John Kruk, the biggest Phillies homer on television, is probably rioting in the streets with the rest of their fans.  He should be back to his ESPN desk just in time to stumble through a few words.

Congratulations Phillies, you’ll probably finish in third place next year, so enjoy this now.

And I have to mention that we still beat the Boston Red Sox.  So Red Sox fans, we have the trump card if you attempt to throw this one in our faces.

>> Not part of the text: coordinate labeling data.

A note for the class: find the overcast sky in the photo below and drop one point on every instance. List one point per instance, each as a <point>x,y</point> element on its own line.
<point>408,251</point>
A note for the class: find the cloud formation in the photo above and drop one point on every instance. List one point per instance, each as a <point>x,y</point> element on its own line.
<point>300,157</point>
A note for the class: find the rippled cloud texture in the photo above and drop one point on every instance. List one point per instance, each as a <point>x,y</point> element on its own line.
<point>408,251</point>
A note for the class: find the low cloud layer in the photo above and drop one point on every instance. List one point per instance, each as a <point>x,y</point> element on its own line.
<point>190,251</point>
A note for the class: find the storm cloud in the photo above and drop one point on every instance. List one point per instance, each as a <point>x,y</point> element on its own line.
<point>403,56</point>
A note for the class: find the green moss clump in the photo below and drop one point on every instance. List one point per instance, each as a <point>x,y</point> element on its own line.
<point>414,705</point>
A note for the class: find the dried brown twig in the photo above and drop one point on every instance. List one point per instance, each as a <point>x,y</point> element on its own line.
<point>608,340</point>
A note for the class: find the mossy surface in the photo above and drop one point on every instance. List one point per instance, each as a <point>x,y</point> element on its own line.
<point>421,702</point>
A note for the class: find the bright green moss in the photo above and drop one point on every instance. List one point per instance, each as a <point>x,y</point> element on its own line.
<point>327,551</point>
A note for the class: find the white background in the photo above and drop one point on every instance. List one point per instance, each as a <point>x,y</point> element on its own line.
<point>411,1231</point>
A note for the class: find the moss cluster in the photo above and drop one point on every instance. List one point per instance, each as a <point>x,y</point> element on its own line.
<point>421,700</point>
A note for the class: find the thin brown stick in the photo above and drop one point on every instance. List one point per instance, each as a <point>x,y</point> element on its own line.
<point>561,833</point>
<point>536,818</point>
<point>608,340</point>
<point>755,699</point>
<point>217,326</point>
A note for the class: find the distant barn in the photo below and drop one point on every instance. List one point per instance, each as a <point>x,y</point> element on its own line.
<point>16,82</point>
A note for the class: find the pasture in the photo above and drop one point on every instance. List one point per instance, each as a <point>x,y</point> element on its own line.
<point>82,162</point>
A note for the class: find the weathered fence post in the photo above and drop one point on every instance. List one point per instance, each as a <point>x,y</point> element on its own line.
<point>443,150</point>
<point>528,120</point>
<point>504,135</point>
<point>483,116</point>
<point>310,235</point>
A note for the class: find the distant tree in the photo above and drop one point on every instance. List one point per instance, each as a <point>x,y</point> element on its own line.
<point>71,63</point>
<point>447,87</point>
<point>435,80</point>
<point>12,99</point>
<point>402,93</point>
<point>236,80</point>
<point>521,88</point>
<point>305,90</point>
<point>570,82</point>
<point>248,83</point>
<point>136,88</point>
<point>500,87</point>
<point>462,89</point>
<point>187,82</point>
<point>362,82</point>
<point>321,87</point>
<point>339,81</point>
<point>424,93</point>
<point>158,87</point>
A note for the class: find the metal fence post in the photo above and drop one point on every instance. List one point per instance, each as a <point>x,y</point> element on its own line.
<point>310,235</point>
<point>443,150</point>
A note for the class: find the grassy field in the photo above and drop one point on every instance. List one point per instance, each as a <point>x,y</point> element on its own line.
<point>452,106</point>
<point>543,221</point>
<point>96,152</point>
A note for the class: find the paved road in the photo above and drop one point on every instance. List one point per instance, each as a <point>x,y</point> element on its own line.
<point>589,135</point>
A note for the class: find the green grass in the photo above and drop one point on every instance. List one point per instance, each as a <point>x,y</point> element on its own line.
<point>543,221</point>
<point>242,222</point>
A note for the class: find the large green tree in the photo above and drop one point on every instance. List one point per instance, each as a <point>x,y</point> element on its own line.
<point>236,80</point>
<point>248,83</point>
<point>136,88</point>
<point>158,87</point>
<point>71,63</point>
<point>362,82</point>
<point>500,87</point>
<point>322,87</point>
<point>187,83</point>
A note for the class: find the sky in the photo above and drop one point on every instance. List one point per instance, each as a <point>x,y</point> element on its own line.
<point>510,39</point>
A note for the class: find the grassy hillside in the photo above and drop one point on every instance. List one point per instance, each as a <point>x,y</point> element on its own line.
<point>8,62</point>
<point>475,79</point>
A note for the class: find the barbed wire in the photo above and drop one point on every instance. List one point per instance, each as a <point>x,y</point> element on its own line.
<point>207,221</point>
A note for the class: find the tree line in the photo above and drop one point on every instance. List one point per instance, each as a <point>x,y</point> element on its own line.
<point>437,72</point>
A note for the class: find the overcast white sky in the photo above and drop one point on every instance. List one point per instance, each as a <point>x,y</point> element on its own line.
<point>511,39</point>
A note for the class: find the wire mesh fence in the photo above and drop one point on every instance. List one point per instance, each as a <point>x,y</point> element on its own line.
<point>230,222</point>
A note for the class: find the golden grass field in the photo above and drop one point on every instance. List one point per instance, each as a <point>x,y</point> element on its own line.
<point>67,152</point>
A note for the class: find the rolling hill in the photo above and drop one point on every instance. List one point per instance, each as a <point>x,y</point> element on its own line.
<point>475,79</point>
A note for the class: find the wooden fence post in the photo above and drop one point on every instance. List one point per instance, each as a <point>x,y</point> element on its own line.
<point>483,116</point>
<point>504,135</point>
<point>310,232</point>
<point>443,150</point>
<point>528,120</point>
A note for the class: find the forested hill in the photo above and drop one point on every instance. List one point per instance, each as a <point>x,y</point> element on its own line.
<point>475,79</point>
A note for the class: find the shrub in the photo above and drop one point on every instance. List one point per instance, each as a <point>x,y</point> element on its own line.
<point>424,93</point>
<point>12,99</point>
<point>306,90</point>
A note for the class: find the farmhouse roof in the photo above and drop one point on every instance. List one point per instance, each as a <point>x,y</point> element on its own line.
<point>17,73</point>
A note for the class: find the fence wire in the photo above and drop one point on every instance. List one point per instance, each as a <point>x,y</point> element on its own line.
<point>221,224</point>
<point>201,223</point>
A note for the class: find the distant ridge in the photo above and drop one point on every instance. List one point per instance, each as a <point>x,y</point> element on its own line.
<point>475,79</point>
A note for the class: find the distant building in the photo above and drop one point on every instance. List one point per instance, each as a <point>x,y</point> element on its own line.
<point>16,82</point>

We’ll be back and better next season as it is now Destination: 2009 for the Rays.  They managed to lose to a team that won five fewer games playing in a weaker division, and nine fewer games in interleague play (3–15).  Had the Rays not been an upstart team, this would have been one of the biggest upsets in World Series history.  But the Rays have nobody to unload and are only stacking the deck, anything but dismantling.  They will have to deal with that bullseye, but the 1992 Braves did it after their nearly identical run of 1991, so another playoff run is attainable.  The Rays still had a great season, beyond the expectations of any fan or expert analyst.  To turn around by 31 wins and get that far in the playoffs is unparalleled in the history of baseball, and it was by no means a fluke.  I, as well as many others, will applaud their season and the playoff run, and remain optimistic for the years ahead, regardless of the Red Sox and Yankees.  I will be talking a little more about this season’s amazing accomplishments and offseason moves once they start taking place.